Juneteenth has been celebrated by Black and African-American people since 1866, a year after the last enslaved people in the U.S. were notified of their freedom in Galveston Bay, Texas in 1865, two years after the emancipation proclamation was signed by President Abraham Lincoln.

Throughout the weekend in Bend, Adams said, people will learn about Black inventors and the Black pioneers of food, music and dance.

When the first central Oregon Juneteenth celebration took place in 2020, Josie Stanfield said maybe 300 to 400 people showed up. Stanfield co-organized the first celebration.

Stanfield no longer helps organize, but has attended every year and plans to be there this year as a vendor. She owns a candle company called WitchCrafting with Josie and says Juneteenth is the event where she sells the most candles.

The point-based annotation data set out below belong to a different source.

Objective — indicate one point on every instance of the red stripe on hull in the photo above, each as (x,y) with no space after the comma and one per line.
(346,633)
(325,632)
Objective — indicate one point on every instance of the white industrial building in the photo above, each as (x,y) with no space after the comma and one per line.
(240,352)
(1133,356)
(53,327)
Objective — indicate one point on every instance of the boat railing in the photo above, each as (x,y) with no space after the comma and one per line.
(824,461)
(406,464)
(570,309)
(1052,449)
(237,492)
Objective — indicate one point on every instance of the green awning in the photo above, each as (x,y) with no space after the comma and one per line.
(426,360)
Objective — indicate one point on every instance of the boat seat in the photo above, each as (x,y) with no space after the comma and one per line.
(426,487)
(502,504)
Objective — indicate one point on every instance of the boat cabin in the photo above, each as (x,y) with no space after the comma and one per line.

This year she’s bringing twice the amount of candles than usual and is hoping she doesn’t sell out on the first day.

But even if she wasn’t vending at the event, she said she would still be attending. Stanfield lives in Prineville and said there aren’t a lot of places where Black people can go in central Oregon and “let their guard down.” She said there are almost no places where Black people can go to exist in parity or as the majority demographic.

But Juneteenth is a celebration where that’s not the case, Stanfield said, it’s where she finds kinship, community, comfort and empowerment.